You are viewing a plain text version of this content. The canonical link for it is here.

Posted to dev@iceberg.apache.org by Gautam <ga...@gmail.com> on 2020/01/28 20:21:43 UTC

Write reliability in Iceberg

Hello Devs,
We are currently working on building out a high write
throughput pipeline with Iceberg where hundreds or thousands of writers
(and thousands of readers) could be accessing a table at any given moment.
We are facing the issue called out by [1]. According to Iceberg's spec on
write reliability [2], the writers depend on an atomic swap, which if fails
should retry. While this may be true there can be instances where the
current write has the latest table state but still fails to perform the
swap or even worse the Reader sees an inconsistency while the write is
being made. To my understanding, this stems from the fact that the current
code [3] that does the swap assumes that the underlying filesystem provides
an atomic rename api ( like hdfs et al) to the version hint file which
keeps track of the current version. If the filesystem does not provide this
then it fails with a fatal error. I think Iceberg should provide some
resiliency here in committing the version once it knows that the latest
table state is still valid and more importantly ensure the readers never
fail during commit. If we agree I can work on adding this into Iceberg.

How are folks handling write/read consistency cases where the underlying fs
doesn't provide atomic apis for file overwrite/rename? We'v outlined the
details in the attached issue#758 [1] .. What do folks think?

Cheers,
-Gautam.

[1] - https://github.com/apache/incubator-iceberg/issues/758
[2] - https://iceberg.incubator.apache.org/reliability/
[3] -
https://github.com/apache/incubator-iceberg/blob/master/core/src/main/java/org/apache/iceberg/hadoop/HadoopTableOperations.java#L220

Re: Write reliability in Iceberg

Posted by Ashish Mehta <me...@gmail.com>.

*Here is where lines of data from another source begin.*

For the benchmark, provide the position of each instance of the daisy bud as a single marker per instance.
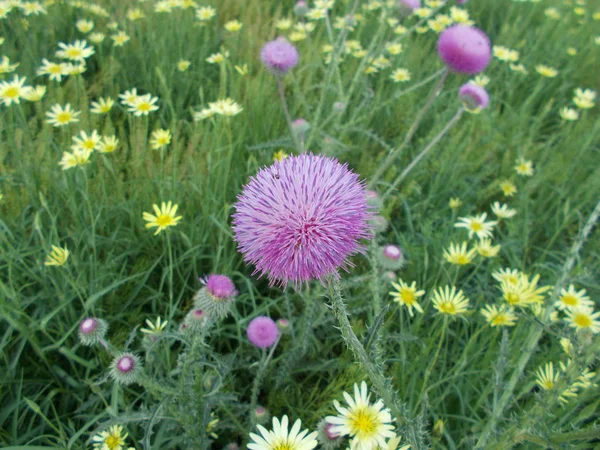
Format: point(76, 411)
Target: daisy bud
point(408, 6)
point(279, 56)
point(92, 331)
point(125, 368)
point(301, 8)
point(464, 49)
point(216, 298)
point(262, 332)
point(473, 96)
point(261, 415)
point(284, 326)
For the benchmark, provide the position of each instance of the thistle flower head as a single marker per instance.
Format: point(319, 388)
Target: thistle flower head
point(465, 49)
point(262, 332)
point(279, 56)
point(301, 218)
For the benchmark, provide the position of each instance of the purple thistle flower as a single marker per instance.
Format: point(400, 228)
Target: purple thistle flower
point(301, 218)
point(262, 332)
point(279, 56)
point(464, 49)
point(473, 96)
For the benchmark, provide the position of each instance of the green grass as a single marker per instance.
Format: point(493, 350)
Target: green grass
point(54, 392)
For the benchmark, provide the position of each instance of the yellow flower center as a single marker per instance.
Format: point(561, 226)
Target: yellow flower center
point(570, 300)
point(164, 220)
point(364, 423)
point(583, 320)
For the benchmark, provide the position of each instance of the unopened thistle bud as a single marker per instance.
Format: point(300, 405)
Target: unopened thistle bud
point(126, 368)
point(92, 331)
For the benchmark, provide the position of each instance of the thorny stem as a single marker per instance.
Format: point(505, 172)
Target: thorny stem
point(426, 150)
point(536, 333)
point(411, 132)
point(375, 373)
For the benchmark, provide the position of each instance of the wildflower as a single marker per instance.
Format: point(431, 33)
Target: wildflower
point(165, 217)
point(464, 49)
point(143, 105)
point(84, 26)
point(499, 317)
point(183, 65)
point(407, 295)
point(34, 94)
point(6, 66)
point(448, 301)
point(400, 75)
point(205, 13)
point(508, 188)
point(125, 368)
point(583, 318)
point(568, 114)
point(102, 106)
point(454, 202)
point(280, 438)
point(12, 91)
point(108, 144)
point(459, 255)
point(154, 328)
point(86, 142)
point(317, 212)
point(58, 256)
point(78, 51)
point(486, 249)
point(120, 38)
point(477, 225)
point(92, 331)
point(160, 138)
point(262, 332)
point(547, 377)
point(546, 71)
point(584, 98)
point(113, 439)
point(366, 424)
point(279, 56)
point(502, 211)
point(391, 258)
point(473, 97)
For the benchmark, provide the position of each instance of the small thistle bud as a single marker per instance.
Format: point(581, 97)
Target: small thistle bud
point(216, 298)
point(92, 331)
point(262, 332)
point(261, 415)
point(300, 127)
point(284, 326)
point(391, 257)
point(125, 368)
point(301, 8)
point(328, 438)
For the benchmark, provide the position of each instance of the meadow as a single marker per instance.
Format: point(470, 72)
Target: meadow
point(450, 288)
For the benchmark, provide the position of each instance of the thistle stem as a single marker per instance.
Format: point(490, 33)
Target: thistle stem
point(373, 371)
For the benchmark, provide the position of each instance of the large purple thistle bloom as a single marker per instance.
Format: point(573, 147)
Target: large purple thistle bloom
point(301, 218)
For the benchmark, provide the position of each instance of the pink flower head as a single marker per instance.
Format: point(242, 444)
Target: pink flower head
point(279, 55)
point(262, 332)
point(474, 96)
point(301, 218)
point(464, 49)
point(220, 286)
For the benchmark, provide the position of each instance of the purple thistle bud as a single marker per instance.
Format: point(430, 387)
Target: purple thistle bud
point(473, 96)
point(279, 56)
point(408, 6)
point(92, 331)
point(301, 218)
point(262, 332)
point(125, 368)
point(464, 49)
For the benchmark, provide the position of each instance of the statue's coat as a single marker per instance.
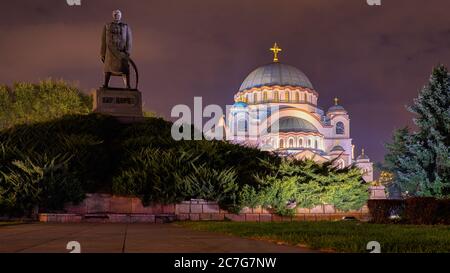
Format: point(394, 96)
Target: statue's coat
point(116, 48)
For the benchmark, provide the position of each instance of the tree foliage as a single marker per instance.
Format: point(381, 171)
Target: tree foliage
point(420, 160)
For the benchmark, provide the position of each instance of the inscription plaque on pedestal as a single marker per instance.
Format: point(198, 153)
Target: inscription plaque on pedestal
point(121, 103)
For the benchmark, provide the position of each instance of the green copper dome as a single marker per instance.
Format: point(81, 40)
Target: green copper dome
point(293, 124)
point(276, 74)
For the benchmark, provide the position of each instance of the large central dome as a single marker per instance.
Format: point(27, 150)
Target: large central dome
point(276, 74)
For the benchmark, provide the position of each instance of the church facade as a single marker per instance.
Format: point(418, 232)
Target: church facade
point(276, 109)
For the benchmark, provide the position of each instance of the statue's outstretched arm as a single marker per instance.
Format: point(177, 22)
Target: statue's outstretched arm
point(103, 49)
point(129, 40)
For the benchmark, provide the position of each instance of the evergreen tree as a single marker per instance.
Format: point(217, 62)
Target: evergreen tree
point(421, 159)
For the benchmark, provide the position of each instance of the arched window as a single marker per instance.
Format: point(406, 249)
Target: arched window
point(275, 96)
point(340, 164)
point(291, 143)
point(340, 129)
point(286, 96)
point(242, 125)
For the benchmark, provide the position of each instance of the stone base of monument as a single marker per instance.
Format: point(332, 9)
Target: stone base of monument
point(124, 104)
point(377, 192)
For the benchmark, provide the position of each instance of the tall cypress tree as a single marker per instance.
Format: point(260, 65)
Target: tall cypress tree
point(421, 159)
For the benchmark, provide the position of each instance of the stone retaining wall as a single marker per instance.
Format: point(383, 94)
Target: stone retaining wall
point(116, 209)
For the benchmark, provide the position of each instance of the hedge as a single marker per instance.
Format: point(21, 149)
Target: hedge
point(416, 211)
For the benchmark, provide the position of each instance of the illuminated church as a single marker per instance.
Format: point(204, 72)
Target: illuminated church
point(276, 110)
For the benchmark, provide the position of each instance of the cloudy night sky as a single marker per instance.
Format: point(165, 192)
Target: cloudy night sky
point(375, 59)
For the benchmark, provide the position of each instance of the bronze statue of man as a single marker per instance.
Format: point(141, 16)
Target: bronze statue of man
point(116, 49)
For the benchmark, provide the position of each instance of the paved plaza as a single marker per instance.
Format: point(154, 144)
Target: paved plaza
point(128, 238)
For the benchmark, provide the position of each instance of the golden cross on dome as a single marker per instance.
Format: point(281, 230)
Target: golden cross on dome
point(275, 49)
point(336, 101)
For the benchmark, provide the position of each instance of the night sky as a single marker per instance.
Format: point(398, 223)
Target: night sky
point(375, 59)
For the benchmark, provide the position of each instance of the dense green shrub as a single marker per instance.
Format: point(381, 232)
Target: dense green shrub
point(381, 211)
point(41, 181)
point(95, 153)
point(415, 210)
point(26, 103)
point(306, 184)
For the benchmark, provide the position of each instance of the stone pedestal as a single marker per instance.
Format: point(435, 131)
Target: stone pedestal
point(377, 192)
point(124, 104)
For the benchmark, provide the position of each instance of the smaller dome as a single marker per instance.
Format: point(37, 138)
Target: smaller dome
point(337, 148)
point(362, 157)
point(240, 104)
point(336, 107)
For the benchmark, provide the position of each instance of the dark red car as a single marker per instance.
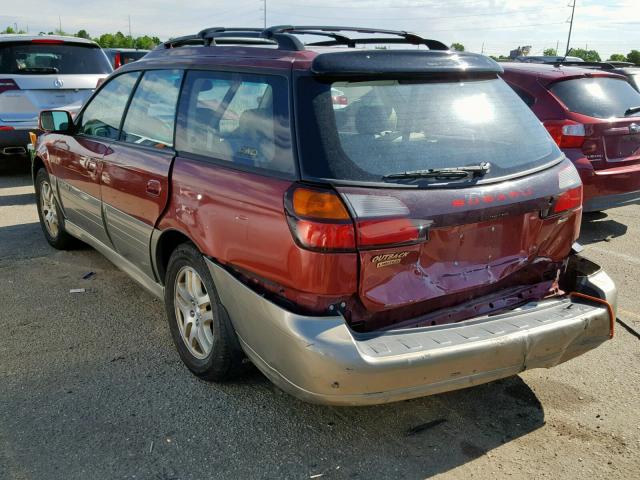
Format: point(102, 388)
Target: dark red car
point(594, 116)
point(416, 236)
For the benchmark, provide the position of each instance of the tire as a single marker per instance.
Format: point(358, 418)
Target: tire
point(50, 214)
point(200, 327)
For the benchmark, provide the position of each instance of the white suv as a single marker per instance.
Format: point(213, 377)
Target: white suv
point(43, 73)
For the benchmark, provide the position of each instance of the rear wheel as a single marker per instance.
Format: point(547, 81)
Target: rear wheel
point(51, 219)
point(200, 327)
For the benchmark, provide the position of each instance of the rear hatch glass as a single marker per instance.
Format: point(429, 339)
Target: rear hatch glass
point(29, 58)
point(599, 97)
point(364, 131)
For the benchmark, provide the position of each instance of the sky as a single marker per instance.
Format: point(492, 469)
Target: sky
point(490, 26)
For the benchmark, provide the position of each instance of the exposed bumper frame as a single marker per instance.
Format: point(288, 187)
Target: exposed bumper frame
point(320, 360)
point(605, 202)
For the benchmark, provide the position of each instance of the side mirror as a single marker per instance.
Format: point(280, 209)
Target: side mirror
point(55, 121)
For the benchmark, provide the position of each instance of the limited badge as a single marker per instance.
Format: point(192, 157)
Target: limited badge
point(389, 259)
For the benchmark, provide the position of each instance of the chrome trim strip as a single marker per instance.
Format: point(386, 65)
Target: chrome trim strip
point(130, 237)
point(118, 260)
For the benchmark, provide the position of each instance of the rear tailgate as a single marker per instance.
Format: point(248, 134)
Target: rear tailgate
point(480, 240)
point(601, 103)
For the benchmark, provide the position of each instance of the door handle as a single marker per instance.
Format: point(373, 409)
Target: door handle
point(154, 188)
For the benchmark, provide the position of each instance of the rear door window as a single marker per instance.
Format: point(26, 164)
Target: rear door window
point(150, 118)
point(102, 116)
point(240, 119)
point(365, 131)
point(599, 97)
point(33, 58)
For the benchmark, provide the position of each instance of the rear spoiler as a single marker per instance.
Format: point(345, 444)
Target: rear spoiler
point(403, 63)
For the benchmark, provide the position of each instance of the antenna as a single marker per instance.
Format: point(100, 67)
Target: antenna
point(573, 11)
point(264, 8)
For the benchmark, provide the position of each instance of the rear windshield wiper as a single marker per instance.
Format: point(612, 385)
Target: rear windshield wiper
point(631, 111)
point(452, 172)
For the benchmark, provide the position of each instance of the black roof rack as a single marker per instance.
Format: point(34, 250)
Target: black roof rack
point(285, 37)
point(572, 63)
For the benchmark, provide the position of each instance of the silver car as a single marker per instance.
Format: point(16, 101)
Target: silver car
point(43, 73)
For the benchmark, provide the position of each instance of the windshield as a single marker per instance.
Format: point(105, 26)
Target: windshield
point(52, 58)
point(366, 131)
point(597, 97)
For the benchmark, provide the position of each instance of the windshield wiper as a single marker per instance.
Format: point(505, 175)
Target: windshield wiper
point(451, 172)
point(631, 111)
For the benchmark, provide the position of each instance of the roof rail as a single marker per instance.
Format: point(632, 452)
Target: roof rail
point(285, 37)
point(600, 65)
point(331, 31)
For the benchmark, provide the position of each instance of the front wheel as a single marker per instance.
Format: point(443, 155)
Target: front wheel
point(51, 219)
point(200, 327)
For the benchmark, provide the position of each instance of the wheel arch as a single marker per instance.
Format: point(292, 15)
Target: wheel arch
point(163, 245)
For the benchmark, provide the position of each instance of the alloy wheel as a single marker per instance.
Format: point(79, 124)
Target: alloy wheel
point(194, 313)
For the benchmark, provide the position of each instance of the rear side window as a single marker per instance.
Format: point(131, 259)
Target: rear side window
point(364, 131)
point(242, 119)
point(151, 116)
point(598, 97)
point(102, 117)
point(31, 58)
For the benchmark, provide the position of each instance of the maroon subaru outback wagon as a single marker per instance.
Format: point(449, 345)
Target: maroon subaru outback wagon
point(364, 225)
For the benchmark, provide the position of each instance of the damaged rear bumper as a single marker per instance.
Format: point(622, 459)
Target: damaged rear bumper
point(320, 360)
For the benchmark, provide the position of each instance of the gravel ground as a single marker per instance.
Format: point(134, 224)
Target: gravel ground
point(91, 387)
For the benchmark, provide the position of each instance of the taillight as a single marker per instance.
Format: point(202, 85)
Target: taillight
point(571, 197)
point(319, 220)
point(566, 133)
point(7, 84)
point(383, 221)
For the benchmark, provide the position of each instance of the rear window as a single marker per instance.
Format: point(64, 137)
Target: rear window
point(597, 97)
point(363, 131)
point(52, 59)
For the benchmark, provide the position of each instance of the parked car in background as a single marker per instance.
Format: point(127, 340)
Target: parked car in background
point(594, 116)
point(39, 73)
point(416, 238)
point(627, 69)
point(122, 56)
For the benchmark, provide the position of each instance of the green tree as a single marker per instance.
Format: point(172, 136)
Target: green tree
point(586, 55)
point(634, 57)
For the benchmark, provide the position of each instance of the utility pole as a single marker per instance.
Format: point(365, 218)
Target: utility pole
point(573, 11)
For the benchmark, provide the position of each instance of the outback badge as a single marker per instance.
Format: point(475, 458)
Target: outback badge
point(389, 259)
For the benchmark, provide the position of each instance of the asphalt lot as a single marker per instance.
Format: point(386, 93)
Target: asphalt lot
point(91, 387)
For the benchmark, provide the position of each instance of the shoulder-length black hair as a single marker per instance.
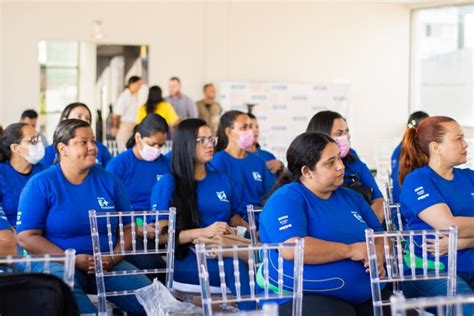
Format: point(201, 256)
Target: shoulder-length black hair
point(68, 109)
point(323, 122)
point(65, 131)
point(13, 134)
point(151, 124)
point(182, 169)
point(304, 150)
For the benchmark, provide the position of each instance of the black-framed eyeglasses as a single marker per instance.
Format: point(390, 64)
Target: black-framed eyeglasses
point(33, 140)
point(207, 140)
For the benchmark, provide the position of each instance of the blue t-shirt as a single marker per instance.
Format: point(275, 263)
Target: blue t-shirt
point(103, 155)
point(138, 176)
point(49, 202)
point(215, 197)
point(360, 169)
point(250, 178)
point(265, 155)
point(4, 224)
point(294, 211)
point(395, 167)
point(11, 185)
point(423, 188)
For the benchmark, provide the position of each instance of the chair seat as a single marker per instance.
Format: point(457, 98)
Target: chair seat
point(195, 288)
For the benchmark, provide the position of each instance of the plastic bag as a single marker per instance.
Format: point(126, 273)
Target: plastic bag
point(158, 301)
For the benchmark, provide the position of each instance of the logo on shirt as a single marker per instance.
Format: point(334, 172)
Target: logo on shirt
point(358, 217)
point(257, 176)
point(222, 196)
point(104, 204)
point(420, 191)
point(284, 223)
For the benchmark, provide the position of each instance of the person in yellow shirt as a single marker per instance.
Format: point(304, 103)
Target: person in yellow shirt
point(157, 104)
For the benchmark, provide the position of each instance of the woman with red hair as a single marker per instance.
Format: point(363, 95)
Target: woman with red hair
point(436, 195)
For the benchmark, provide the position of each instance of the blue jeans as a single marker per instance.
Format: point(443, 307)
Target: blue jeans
point(186, 271)
point(86, 283)
point(430, 288)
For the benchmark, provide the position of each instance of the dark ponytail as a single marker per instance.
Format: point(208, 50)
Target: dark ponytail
point(182, 169)
point(155, 96)
point(227, 120)
point(151, 124)
point(13, 134)
point(415, 151)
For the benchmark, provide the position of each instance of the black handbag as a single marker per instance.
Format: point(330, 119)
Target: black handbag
point(39, 294)
point(353, 182)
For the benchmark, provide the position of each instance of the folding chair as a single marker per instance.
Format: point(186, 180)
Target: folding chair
point(399, 251)
point(277, 290)
point(393, 216)
point(25, 262)
point(253, 229)
point(451, 305)
point(111, 144)
point(268, 309)
point(108, 229)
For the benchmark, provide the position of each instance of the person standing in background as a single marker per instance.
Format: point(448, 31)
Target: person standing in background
point(209, 110)
point(125, 112)
point(30, 117)
point(183, 105)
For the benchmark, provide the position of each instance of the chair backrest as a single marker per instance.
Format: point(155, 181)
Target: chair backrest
point(167, 147)
point(268, 309)
point(393, 216)
point(112, 146)
point(389, 191)
point(402, 264)
point(252, 214)
point(110, 224)
point(444, 305)
point(273, 287)
point(24, 263)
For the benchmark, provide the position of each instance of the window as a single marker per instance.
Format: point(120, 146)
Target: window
point(59, 62)
point(442, 62)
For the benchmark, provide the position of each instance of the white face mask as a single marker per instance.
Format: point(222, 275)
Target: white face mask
point(35, 153)
point(149, 153)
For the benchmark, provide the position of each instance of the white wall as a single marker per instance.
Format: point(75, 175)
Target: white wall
point(366, 45)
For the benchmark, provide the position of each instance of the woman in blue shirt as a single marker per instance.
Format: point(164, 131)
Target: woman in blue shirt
point(274, 165)
point(7, 238)
point(357, 174)
point(20, 152)
point(310, 203)
point(414, 121)
point(436, 195)
point(204, 200)
point(53, 215)
point(139, 168)
point(248, 172)
point(80, 111)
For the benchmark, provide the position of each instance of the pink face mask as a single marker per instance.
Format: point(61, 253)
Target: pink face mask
point(245, 139)
point(149, 153)
point(343, 144)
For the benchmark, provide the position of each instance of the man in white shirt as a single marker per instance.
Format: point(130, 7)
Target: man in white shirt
point(182, 104)
point(125, 112)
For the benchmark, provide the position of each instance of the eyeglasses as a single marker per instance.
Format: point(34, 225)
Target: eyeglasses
point(207, 140)
point(33, 140)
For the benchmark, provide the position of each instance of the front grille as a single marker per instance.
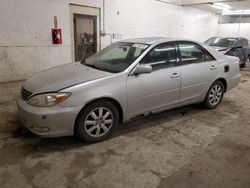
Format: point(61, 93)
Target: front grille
point(25, 94)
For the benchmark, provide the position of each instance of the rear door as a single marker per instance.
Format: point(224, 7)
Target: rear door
point(158, 89)
point(198, 69)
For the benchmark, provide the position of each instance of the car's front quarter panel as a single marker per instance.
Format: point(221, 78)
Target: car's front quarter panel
point(113, 87)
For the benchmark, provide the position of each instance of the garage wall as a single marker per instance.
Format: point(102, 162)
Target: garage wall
point(234, 30)
point(25, 32)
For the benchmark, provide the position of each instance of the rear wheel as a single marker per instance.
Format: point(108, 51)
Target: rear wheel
point(97, 121)
point(214, 95)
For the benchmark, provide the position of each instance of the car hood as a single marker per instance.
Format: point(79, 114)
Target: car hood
point(63, 76)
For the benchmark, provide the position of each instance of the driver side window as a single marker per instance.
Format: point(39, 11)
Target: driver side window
point(162, 56)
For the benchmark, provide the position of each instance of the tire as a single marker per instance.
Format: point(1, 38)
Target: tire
point(214, 95)
point(97, 121)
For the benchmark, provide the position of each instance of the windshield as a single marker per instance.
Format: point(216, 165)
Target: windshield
point(116, 57)
point(220, 42)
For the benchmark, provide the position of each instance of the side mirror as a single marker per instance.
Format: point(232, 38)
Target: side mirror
point(143, 69)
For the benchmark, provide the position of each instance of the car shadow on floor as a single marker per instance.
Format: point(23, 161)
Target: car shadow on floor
point(29, 140)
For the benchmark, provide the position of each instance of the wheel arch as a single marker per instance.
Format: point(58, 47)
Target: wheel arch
point(115, 102)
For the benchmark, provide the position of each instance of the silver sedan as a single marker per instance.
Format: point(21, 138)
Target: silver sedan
point(125, 80)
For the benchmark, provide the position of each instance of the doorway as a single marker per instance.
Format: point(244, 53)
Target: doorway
point(85, 31)
point(85, 38)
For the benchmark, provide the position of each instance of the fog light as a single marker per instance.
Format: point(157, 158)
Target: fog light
point(40, 129)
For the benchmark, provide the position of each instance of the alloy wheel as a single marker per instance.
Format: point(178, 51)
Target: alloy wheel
point(99, 122)
point(215, 95)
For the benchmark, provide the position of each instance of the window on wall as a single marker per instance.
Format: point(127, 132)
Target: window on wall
point(162, 56)
point(192, 53)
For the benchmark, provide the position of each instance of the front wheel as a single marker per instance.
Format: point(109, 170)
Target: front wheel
point(97, 121)
point(214, 95)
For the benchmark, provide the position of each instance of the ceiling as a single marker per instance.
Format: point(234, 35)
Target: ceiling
point(206, 4)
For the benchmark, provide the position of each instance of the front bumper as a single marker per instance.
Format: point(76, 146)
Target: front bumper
point(52, 121)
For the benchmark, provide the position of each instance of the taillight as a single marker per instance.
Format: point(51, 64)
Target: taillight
point(238, 62)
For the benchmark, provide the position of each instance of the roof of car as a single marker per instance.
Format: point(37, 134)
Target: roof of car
point(150, 40)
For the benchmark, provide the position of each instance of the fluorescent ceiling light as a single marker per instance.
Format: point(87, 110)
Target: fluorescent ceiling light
point(221, 6)
point(236, 12)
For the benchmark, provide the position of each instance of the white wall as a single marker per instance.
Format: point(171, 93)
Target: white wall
point(25, 32)
point(234, 30)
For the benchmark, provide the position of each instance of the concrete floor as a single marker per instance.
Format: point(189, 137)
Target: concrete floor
point(186, 147)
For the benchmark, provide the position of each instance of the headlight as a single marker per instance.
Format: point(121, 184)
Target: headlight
point(48, 99)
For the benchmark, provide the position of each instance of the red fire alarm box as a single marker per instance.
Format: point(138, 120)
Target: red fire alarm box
point(57, 36)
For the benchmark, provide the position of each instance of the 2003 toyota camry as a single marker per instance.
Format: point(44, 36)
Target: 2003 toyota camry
point(126, 79)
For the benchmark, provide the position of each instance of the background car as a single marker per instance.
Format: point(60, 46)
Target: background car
point(125, 80)
point(238, 47)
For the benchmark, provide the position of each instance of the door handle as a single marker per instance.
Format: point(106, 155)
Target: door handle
point(175, 75)
point(213, 67)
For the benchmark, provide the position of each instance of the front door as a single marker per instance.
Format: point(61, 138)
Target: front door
point(158, 89)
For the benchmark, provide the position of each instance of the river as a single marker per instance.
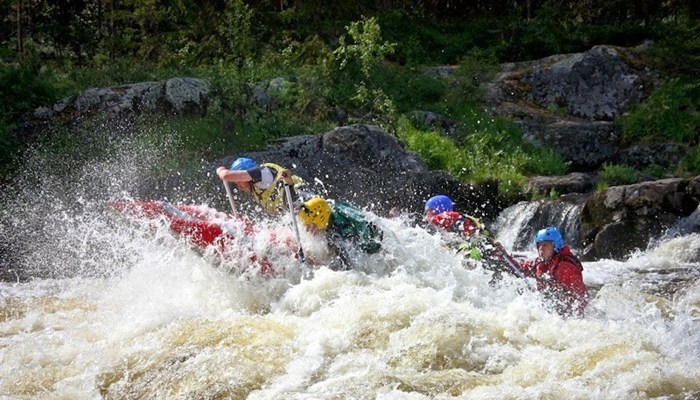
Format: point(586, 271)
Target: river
point(126, 311)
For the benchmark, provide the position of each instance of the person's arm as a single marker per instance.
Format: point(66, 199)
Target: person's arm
point(570, 278)
point(228, 175)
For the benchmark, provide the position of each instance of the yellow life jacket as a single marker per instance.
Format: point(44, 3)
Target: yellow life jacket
point(272, 198)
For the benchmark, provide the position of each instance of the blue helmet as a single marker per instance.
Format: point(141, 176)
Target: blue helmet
point(550, 234)
point(439, 204)
point(242, 164)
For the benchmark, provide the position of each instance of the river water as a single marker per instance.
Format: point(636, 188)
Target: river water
point(128, 311)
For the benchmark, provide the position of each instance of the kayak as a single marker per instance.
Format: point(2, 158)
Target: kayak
point(203, 227)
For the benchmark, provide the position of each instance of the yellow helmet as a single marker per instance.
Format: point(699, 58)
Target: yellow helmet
point(316, 211)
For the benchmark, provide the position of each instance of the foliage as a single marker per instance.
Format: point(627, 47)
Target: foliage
point(614, 175)
point(366, 51)
point(235, 31)
point(670, 113)
point(689, 166)
point(493, 151)
point(280, 68)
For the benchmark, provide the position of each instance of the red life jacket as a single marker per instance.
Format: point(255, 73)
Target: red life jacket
point(453, 221)
point(561, 280)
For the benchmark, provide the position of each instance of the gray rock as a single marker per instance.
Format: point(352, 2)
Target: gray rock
point(576, 182)
point(643, 155)
point(186, 95)
point(586, 145)
point(621, 219)
point(568, 102)
point(368, 166)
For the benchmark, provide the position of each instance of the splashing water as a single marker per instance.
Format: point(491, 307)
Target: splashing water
point(127, 310)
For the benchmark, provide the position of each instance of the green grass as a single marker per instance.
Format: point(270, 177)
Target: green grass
point(614, 175)
point(670, 113)
point(493, 152)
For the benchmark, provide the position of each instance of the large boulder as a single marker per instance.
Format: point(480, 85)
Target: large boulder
point(117, 105)
point(570, 103)
point(368, 166)
point(621, 219)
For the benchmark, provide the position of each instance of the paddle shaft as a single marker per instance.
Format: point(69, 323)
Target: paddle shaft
point(510, 263)
point(230, 199)
point(296, 230)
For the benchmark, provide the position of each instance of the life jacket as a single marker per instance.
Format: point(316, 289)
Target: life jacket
point(568, 290)
point(272, 198)
point(464, 225)
point(349, 222)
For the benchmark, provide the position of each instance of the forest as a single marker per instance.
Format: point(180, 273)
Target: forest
point(356, 56)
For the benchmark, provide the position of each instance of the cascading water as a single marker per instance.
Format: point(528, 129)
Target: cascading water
point(125, 310)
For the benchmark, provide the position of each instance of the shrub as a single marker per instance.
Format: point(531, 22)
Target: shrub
point(670, 113)
point(614, 174)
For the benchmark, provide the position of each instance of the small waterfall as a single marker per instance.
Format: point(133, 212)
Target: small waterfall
point(516, 225)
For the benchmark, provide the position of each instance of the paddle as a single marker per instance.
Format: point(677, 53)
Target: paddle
point(230, 199)
point(296, 230)
point(508, 259)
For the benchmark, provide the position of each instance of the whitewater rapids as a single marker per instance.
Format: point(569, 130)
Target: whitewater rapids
point(118, 310)
point(161, 320)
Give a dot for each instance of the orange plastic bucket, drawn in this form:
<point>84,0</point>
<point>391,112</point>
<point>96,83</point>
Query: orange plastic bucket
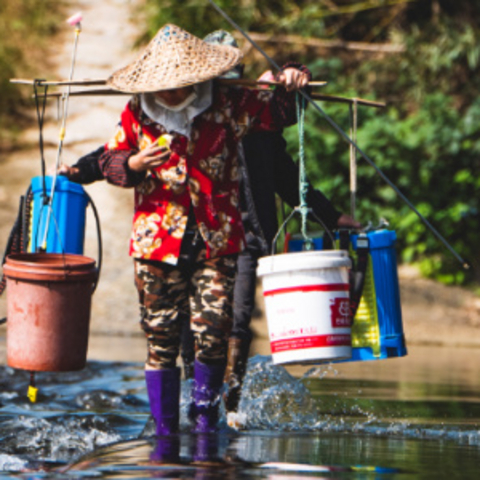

I commented on the issue, IIUC the issue is due to behavior of rename API,
its about availability of `version-hint.text` file in case of `create with
overwrite flag` which is a filesystem call, after rename API is calling to
rename metadata.
The issue is that readers are facing NPE, when some other process/writer is
trying to commit a snapshot.

I wonder we should add retries on reader side, but we also need
documentation about expectation of `create with overwrite flag` API w.r.t.
guarantees expected from underlying file system.

-Ashish

>

Re: Write reliability in Iceberg

Posted by Gautam <ga...@gmail.com>.

Thanks Ryan and Suds for the suggestions, we are looking into these
options.

We currently don't have any external catalog or locking service and depend
purely on commit retries. Additionally, we don't have any of our meta data
in Hive Metastore, and, we want to leverage the underlying filesystem to
read the table metadata, using the splitable nature of Iceberg's metadata.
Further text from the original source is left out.